The New City Gardener: Natural Techniques and Necessary Skills for a Successful Urban Garden
Description
Contains Index
$24.95
ISBN 1-55209-313-1
DDC 635
Author
Publisher
Year
Contributor
Beryl Hamilton is a freelance writer in Thunder Bay who specializes in
home gardening.
Review
Urban gardens present special challenges. City conditions sometimes
offer inhospitable environments for plants, and city life sometimes
limits the time one has to indulge in gardening.
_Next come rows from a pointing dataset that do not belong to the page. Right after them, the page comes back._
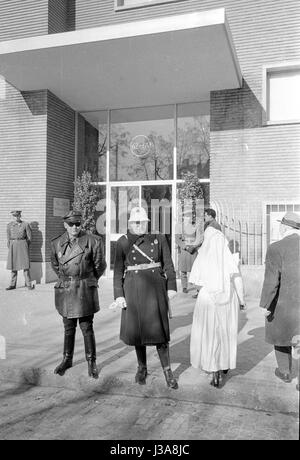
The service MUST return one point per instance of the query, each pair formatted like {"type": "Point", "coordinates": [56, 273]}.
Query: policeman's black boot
{"type": "Point", "coordinates": [67, 361]}
{"type": "Point", "coordinates": [90, 353]}
{"type": "Point", "coordinates": [140, 376]}
{"type": "Point", "coordinates": [163, 353]}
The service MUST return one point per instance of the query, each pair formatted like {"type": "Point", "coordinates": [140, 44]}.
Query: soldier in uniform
{"type": "Point", "coordinates": [144, 281]}
{"type": "Point", "coordinates": [18, 241]}
{"type": "Point", "coordinates": [78, 260]}
{"type": "Point", "coordinates": [210, 219]}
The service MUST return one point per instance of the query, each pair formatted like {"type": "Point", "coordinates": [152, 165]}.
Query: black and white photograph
{"type": "Point", "coordinates": [149, 222]}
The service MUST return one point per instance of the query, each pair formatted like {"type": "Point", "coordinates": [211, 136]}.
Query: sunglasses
{"type": "Point", "coordinates": [71, 224]}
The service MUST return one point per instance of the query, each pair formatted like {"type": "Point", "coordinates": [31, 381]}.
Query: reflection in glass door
{"type": "Point", "coordinates": [122, 199]}
{"type": "Point", "coordinates": [158, 200]}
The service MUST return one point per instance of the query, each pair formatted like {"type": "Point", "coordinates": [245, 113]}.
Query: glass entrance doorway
{"type": "Point", "coordinates": [139, 157]}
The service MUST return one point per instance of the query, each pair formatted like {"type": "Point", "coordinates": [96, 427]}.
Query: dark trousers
{"type": "Point", "coordinates": [163, 353]}
{"type": "Point", "coordinates": [14, 277]}
{"type": "Point", "coordinates": [86, 326]}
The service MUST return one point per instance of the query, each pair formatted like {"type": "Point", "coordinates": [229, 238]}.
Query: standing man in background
{"type": "Point", "coordinates": [18, 241]}
{"type": "Point", "coordinates": [188, 239]}
{"type": "Point", "coordinates": [78, 260]}
{"type": "Point", "coordinates": [210, 219]}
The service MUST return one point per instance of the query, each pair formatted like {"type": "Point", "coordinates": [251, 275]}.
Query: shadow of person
{"type": "Point", "coordinates": [36, 255]}
{"type": "Point", "coordinates": [234, 246]}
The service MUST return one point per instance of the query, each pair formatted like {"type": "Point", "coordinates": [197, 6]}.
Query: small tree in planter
{"type": "Point", "coordinates": [85, 200]}
{"type": "Point", "coordinates": [190, 193]}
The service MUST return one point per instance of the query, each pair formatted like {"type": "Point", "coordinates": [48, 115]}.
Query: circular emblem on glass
{"type": "Point", "coordinates": [140, 146]}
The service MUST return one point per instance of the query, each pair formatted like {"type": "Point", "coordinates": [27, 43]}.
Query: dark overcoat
{"type": "Point", "coordinates": [78, 268]}
{"type": "Point", "coordinates": [145, 321]}
{"type": "Point", "coordinates": [18, 241]}
{"type": "Point", "coordinates": [280, 293]}
{"type": "Point", "coordinates": [183, 240]}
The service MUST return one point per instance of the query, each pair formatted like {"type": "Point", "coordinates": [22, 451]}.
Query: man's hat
{"type": "Point", "coordinates": [291, 219]}
{"type": "Point", "coordinates": [73, 216]}
{"type": "Point", "coordinates": [138, 215]}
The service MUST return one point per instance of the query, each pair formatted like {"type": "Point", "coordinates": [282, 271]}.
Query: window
{"type": "Point", "coordinates": [283, 95]}
{"type": "Point", "coordinates": [128, 4]}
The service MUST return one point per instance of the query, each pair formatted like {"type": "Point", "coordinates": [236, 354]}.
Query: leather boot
{"type": "Point", "coordinates": [67, 361]}
{"type": "Point", "coordinates": [90, 353]}
{"type": "Point", "coordinates": [163, 352]}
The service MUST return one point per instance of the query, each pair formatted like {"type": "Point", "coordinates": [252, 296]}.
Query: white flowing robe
{"type": "Point", "coordinates": [215, 322]}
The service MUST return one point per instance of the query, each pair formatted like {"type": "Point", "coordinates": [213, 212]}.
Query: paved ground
{"type": "Point", "coordinates": [253, 403]}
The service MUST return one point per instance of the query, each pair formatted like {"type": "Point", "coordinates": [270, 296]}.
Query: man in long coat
{"type": "Point", "coordinates": [281, 294]}
{"type": "Point", "coordinates": [188, 239]}
{"type": "Point", "coordinates": [78, 260]}
{"type": "Point", "coordinates": [144, 281]}
{"type": "Point", "coordinates": [18, 241]}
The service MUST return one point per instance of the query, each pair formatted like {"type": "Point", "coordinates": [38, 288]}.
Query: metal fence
{"type": "Point", "coordinates": [246, 235]}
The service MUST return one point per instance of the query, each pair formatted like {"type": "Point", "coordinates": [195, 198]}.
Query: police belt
{"type": "Point", "coordinates": [143, 266]}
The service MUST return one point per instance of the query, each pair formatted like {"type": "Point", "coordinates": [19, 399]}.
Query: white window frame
{"type": "Point", "coordinates": [119, 4]}
{"type": "Point", "coordinates": [273, 68]}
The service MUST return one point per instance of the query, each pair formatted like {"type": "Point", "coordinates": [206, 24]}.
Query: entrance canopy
{"type": "Point", "coordinates": [167, 60]}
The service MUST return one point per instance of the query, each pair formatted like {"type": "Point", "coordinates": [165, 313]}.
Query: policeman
{"type": "Point", "coordinates": [144, 281]}
{"type": "Point", "coordinates": [18, 241]}
{"type": "Point", "coordinates": [78, 260]}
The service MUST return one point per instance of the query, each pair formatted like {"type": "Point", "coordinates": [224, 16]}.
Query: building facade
{"type": "Point", "coordinates": [139, 92]}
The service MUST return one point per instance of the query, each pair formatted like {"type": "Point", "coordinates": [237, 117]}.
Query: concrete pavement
{"type": "Point", "coordinates": [31, 342]}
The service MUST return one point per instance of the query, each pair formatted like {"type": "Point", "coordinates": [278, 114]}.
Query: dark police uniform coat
{"type": "Point", "coordinates": [281, 292]}
{"type": "Point", "coordinates": [18, 240]}
{"type": "Point", "coordinates": [145, 321]}
{"type": "Point", "coordinates": [78, 267]}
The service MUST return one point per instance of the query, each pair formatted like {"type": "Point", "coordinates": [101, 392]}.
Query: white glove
{"type": "Point", "coordinates": [121, 302]}
{"type": "Point", "coordinates": [171, 294]}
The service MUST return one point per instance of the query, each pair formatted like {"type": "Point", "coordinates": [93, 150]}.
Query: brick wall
{"type": "Point", "coordinates": [60, 163]}
{"type": "Point", "coordinates": [23, 18]}
{"type": "Point", "coordinates": [61, 16]}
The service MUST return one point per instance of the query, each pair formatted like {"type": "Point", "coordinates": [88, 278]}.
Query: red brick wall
{"type": "Point", "coordinates": [23, 18]}
{"type": "Point", "coordinates": [23, 134]}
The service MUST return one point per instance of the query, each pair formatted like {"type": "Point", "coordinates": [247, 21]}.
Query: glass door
{"type": "Point", "coordinates": [158, 200]}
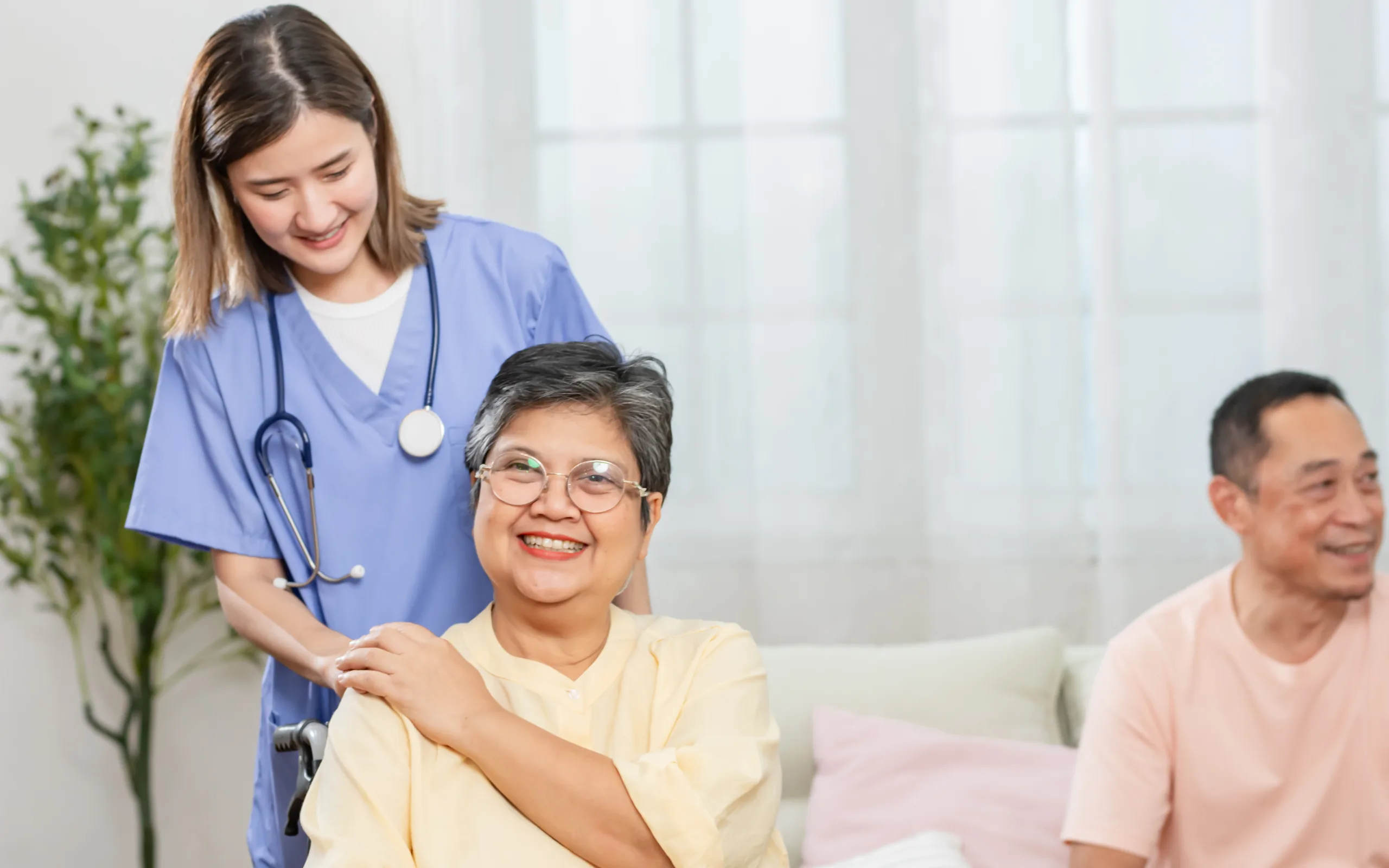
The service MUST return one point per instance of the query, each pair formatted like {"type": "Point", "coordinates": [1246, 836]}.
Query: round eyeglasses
{"type": "Point", "coordinates": [519, 480]}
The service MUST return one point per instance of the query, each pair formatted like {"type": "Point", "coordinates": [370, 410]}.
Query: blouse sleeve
{"type": "Point", "coordinates": [192, 487]}
{"type": "Point", "coordinates": [710, 794]}
{"type": "Point", "coordinates": [358, 810]}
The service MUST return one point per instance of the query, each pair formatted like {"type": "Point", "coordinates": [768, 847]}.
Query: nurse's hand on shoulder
{"type": "Point", "coordinates": [423, 677]}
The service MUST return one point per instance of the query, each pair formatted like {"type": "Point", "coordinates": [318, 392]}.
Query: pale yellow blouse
{"type": "Point", "coordinates": [680, 706]}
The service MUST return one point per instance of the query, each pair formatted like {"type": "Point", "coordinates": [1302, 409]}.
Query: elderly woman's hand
{"type": "Point", "coordinates": [423, 677]}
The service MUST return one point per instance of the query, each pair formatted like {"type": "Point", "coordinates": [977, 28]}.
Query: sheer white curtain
{"type": "Point", "coordinates": [948, 289]}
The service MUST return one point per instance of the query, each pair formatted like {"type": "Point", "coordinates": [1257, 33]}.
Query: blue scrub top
{"type": "Point", "coordinates": [405, 520]}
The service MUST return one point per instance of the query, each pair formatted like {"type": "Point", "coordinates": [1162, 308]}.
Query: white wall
{"type": "Point", "coordinates": [63, 800]}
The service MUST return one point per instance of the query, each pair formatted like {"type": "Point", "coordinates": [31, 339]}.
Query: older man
{"type": "Point", "coordinates": [1245, 721]}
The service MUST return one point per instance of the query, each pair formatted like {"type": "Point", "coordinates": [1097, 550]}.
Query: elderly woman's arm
{"type": "Point", "coordinates": [708, 797]}
{"type": "Point", "coordinates": [576, 795]}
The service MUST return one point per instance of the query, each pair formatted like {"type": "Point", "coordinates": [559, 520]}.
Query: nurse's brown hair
{"type": "Point", "coordinates": [252, 81]}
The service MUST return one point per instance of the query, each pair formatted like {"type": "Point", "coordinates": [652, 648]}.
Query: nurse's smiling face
{"type": "Point", "coordinates": [528, 552]}
{"type": "Point", "coordinates": [311, 195]}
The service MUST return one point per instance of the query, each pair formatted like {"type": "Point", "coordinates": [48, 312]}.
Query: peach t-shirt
{"type": "Point", "coordinates": [1201, 750]}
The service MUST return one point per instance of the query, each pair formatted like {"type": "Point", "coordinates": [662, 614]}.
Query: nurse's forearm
{"type": "Point", "coordinates": [636, 598]}
{"type": "Point", "coordinates": [274, 620]}
{"type": "Point", "coordinates": [573, 794]}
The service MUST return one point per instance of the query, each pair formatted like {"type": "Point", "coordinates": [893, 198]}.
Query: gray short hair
{"type": "Point", "coordinates": [592, 374]}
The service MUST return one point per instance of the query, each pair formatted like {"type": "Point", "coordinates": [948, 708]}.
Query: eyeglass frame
{"type": "Point", "coordinates": [485, 475]}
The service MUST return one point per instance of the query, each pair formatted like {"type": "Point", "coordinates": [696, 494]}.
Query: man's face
{"type": "Point", "coordinates": [1316, 517]}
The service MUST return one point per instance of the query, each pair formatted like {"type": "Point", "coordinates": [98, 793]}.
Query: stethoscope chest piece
{"type": "Point", "coordinates": [421, 432]}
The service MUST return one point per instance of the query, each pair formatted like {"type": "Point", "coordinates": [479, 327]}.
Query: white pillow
{"type": "Point", "coordinates": [923, 851]}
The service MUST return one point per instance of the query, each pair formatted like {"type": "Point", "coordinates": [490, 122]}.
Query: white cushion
{"type": "Point", "coordinates": [1005, 686]}
{"type": "Point", "coordinates": [924, 851]}
{"type": "Point", "coordinates": [1082, 661]}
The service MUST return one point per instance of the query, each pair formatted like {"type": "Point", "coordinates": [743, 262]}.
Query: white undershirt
{"type": "Point", "coordinates": [361, 333]}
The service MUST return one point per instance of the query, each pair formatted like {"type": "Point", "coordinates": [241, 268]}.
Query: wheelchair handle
{"type": "Point", "coordinates": [310, 739]}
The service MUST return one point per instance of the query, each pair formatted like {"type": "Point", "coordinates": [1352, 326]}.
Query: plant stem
{"type": "Point", "coordinates": [141, 759]}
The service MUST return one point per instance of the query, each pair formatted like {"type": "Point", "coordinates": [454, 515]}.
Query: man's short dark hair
{"type": "Point", "coordinates": [1238, 441]}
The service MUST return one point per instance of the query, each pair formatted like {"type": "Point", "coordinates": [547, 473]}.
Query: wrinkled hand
{"type": "Point", "coordinates": [423, 677]}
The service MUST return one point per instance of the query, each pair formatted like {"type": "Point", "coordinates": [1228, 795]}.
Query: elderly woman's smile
{"type": "Point", "coordinates": [532, 535]}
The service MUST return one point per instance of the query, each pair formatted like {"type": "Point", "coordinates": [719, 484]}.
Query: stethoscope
{"type": "Point", "coordinates": [421, 434]}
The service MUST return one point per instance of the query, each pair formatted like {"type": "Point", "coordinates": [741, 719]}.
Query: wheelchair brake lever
{"type": "Point", "coordinates": [309, 738]}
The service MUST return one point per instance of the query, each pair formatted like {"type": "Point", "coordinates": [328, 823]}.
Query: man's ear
{"type": "Point", "coordinates": [1233, 505]}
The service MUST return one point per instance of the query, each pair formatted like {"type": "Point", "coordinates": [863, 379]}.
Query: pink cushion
{"type": "Point", "coordinates": [878, 781]}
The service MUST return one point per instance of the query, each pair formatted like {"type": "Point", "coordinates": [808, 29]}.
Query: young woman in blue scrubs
{"type": "Point", "coordinates": [289, 203]}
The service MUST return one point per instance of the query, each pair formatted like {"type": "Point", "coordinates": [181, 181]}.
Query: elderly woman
{"type": "Point", "coordinates": [555, 728]}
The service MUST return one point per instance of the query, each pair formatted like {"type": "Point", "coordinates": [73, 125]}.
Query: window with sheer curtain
{"type": "Point", "coordinates": [948, 289]}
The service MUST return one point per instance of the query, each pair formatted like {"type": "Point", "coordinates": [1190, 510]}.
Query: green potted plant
{"type": "Point", "coordinates": [85, 303]}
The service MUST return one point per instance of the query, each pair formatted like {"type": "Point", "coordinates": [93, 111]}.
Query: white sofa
{"type": "Point", "coordinates": [1023, 685]}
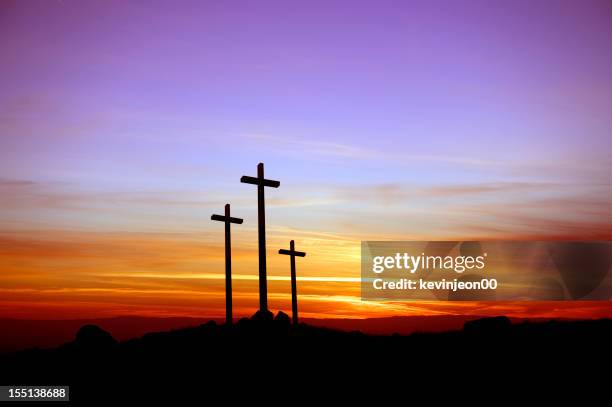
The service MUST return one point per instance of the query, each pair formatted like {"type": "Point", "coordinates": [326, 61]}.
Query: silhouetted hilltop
{"type": "Point", "coordinates": [255, 350]}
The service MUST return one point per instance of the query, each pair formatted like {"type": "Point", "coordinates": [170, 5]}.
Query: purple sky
{"type": "Point", "coordinates": [379, 118]}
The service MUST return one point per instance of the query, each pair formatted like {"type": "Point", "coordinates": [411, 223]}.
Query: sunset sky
{"type": "Point", "coordinates": [125, 124]}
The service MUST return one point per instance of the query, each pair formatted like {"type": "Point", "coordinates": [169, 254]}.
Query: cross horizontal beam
{"type": "Point", "coordinates": [230, 219]}
{"type": "Point", "coordinates": [291, 253]}
{"type": "Point", "coordinates": [245, 179]}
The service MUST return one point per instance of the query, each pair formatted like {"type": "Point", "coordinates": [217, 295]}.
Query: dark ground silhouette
{"type": "Point", "coordinates": [261, 357]}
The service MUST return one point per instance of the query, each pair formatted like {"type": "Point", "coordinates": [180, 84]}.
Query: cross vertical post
{"type": "Point", "coordinates": [228, 220]}
{"type": "Point", "coordinates": [261, 183]}
{"type": "Point", "coordinates": [293, 253]}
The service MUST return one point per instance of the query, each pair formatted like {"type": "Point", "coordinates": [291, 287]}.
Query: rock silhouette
{"type": "Point", "coordinates": [246, 355]}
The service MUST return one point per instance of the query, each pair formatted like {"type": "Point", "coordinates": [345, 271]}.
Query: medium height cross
{"type": "Point", "coordinates": [227, 219]}
{"type": "Point", "coordinates": [261, 182]}
{"type": "Point", "coordinates": [291, 252]}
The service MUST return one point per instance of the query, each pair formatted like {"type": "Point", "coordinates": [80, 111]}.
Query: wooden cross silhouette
{"type": "Point", "coordinates": [261, 182]}
{"type": "Point", "coordinates": [291, 252]}
{"type": "Point", "coordinates": [227, 219]}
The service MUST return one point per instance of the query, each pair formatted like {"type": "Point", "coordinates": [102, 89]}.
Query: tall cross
{"type": "Point", "coordinates": [291, 252]}
{"type": "Point", "coordinates": [261, 182]}
{"type": "Point", "coordinates": [227, 219]}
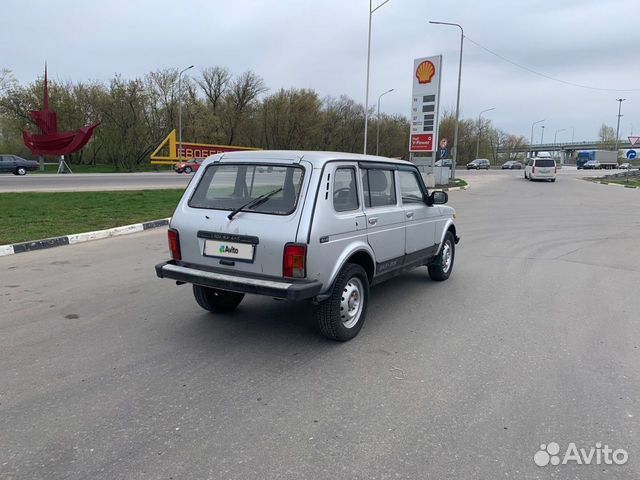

Meeting such challenges
in productive ways is the subject of this book, which contains
illustrated chapters on garden styles; ecology; perennials, beds, and
borders; trees, shrubs, and vines; lawns and ground covers; and
essential maintenance.
The book emphasizes the importance of discovering both the limitations
and potential of your urban garden environment. As Adam explains, “I
hope this book will help you to recognize the character of soil and
moisture in your own growing space, and the methods of giving plants
what they need to grow in those conditions.” Her ingenious and
inspiring solutions to urban gardening challenges, gloriously recorded
in the illustrations, invariably expand one’s assumptions about what
is in fact possible. As a sourcebook for ideas, The New City Gardener is
a superb resource. On a more mundane level, the advice given for
essential maintenance (particularly that related to urban lawns) is
satisfyingly comprehensive.
The book’s major weakness is its confusing layout. The text has a
jarring tendency to run away from the illustrations it is meant to
explain, so that one must do a good deal of page-flipping and navigation
around the many highlighted digressions in order to follow a particular
concept. Furthermore, the division of the material does not always make
for efficient discovery of important details, and if one does not know
where to look or what it is precisely that one is looking for, the
process of searching can become frustrating.
Caveats aside, Adam’s book provides the curious gardener with all the
information necessary to plant successfully in an urban environment.